Metabolic engineering for TAG improvement
Acetyl-CoA is the precursor of de novo fatty acid synthesis and increasing acetyl-CoA supply has proven to be a feasible ‘pushing’ strategy for promoting fatty acid synthesis and TAG accumulation in several algae [280,281,282]. C. zofingiensis mainly employs the chloroplastic PDHC and ACS, which are transcriptionally up-regulated by ND, to produce acetyl-CoA for de novo fatty acid synthesis. Overexpression of them has the potential to enhance TAG synthesis in C. zofingiensis. The fatty acyls used in the Kennedy pathway for TAG assembly are in the form of acyl-CoAs; they can be converted from the de novo synthesized acyl-ACPs mediated by the combination of FAT and LACS or from turnover of membrane lipids mediated by the combination of membrane lipid lipase and LACS. In C. zofingiensis, FAT, LACS2, PGD1 and certain other putative membrane lipid lipase genes (Cz02g15090, Cz03g14190, Cz01g06170 and Cz12g10010) are considerably up-regulated by TAG inducing conditions and may represent promising engineering targets. As a support, heterologous expression of C. zofingiensis LACS2 in N. oceanica or yeast has proven to promote TAG synthesis [151]. Heterologous expression of Cz01g06170 or Cz12g10010 also promoted TAG synthesis in yeast [40]. G3P is the other precursor used for TAG assembly and its generation can be either from glycerol catalyzed by glycerol kinase (GK) or from dihydroxyacetone phosphate (DHAP) catalyzed by G3P dehydrogenase (GPDH) [283]. C. zofingiensis GPDH2 and GK2 correlate well with TAG accumulation at the transcriptional level and are candidate gene targets with engineering potential. It has been reported in C. reinhardtii that overexpression of GPD2, a homolog to C. zofingiensis GPDH2, promoted TAG accumulation substantially [284].

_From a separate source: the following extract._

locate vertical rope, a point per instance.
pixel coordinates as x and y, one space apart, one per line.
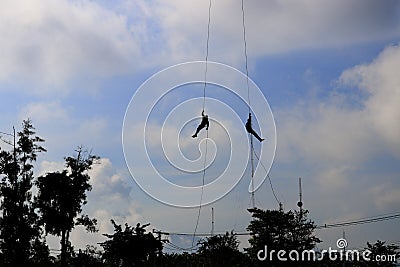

The acyltransferases GPAT, LPAAT and DGAT are appealing candidates of the ‘pulling’ strategy, as they provide strong pulling force to integrate fatty acids to the glycerol backbone for TAG assembly. It has been reported in several algae that overexpression of GPAT and/or LPAAT allowed synthesis of more TAG [181, 285,286,287,288]. In C. zofingiensis, GPAT2, LPAAT1 and LPAAT2 are stimulated to express under TAG inducing conditions and, therefore, are considered as promising gene targets. It has been demonstrated that engineering C. zofingiensis via overexpressing GPAT2 led to enhanced TAG accumulation [37]. Compared to GPAT and LPAAT, DGAT is believed to catalyze the rate-limiting step in TAG synthesis and represents a particularly interesting target for manipulating not only TAG content but also the fatty acid composition of TAG. Substantial TAG improvements (up to over twofold increase) by overexpressing DGAT genes have been achieved in many algae including C. reinhardtti [188, 289], N. oceanica [189, 194,195,196], and P. tricornutum [99, 198, 199, 290, 291], T. pseudonana [292], Scenedesmus obliquus [293] and Neochloris oleoabundans [294]. Of the ten C. zofingiensis DGAT genes, DGAT1A and DGTT5, which are up-regulated considerably by ND, possess strong activities towards a broad range of substrates for TAG synthesis [189]. Overexpression of these two genes in C. zofingiensis may have the potential to boost TAG synthesis and production. Moreover, MLDP, the major structural protein of LDs that has been shown to promote TAG synthesis in yeast and C. reinhardtii via overexpression [40], is also a candidate target for TAG improvement in C. zofingiensis.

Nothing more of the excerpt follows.